Researchers found that 56.7 percent of nonsmokers living in the city were found to have elevated levels of the nicotine metabolite cotinine, compared with an average 44.9 percent of nonsmokers nationwide. Among the ethnic groups studied, nonsmokers of Asian descent were most often affected, with 68.7 percent of those examined showing elevated blood levels of cotinine.
The long-term health results of the finding are not known, but secondhand smoke is estimated to account for at least 35,000 deaths from heart disease and 3,000 deaths from lung cancer in nonsmokers nationwide each year.
In general, New York City has fewer smokers per capita than many other American cities. Only 23.3 percent of adults in the city smoked at the time of the study, compared with a national average of 29.7 percent around the same time.
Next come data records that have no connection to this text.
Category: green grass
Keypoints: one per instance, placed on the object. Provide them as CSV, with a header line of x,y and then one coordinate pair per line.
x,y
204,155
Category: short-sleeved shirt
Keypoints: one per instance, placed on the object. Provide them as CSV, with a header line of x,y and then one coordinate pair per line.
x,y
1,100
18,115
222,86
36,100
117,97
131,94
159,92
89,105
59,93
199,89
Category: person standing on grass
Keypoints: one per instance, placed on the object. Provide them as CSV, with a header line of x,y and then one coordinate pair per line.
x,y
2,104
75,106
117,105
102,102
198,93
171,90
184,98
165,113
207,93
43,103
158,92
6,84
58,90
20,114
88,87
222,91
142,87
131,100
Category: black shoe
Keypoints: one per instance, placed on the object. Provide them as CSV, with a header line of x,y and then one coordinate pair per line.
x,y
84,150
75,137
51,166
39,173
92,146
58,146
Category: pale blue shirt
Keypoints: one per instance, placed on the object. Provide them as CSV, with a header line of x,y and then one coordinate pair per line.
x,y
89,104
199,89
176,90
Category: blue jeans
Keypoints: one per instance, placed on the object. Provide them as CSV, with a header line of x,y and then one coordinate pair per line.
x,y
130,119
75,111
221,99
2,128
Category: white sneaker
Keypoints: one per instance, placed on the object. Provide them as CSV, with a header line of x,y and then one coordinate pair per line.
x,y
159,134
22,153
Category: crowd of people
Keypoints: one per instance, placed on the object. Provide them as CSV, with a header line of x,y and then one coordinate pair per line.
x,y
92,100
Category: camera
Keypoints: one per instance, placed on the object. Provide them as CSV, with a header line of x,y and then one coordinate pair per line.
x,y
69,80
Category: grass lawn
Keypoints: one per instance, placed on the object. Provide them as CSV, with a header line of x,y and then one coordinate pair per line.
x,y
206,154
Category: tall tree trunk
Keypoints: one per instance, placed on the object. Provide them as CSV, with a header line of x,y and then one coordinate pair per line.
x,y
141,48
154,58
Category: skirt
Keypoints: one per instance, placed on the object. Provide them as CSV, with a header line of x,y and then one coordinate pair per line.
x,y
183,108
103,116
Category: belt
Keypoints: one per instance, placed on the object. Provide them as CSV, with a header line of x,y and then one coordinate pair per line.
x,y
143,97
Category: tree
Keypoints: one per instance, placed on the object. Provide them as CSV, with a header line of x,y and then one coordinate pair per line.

The analysis is based on data collected during a survey of 1,767 adults ages 20 and older in 2004, more than a year after passage of the Smoke Free Air Act of 2002, which banned smoking approximately in all city workplaces, including bars and restaurants.
The study also found that while a higher percentage of New Yorkers appear to be exposed to secondhand smoke, nonsmokers in other parts of the country tend to have higher levels of cotinine if they are exposed at all.
That finding suggests that New Yorkers are breathing cigarette smoke at lower levels but more often, a result of living in a usually dense urban environment.
In New York a nonsmoker can be exposed to second-hand smoke while pass through crowds, or while wait outside doorways, while wait the bus at bus stops, and in many other public places.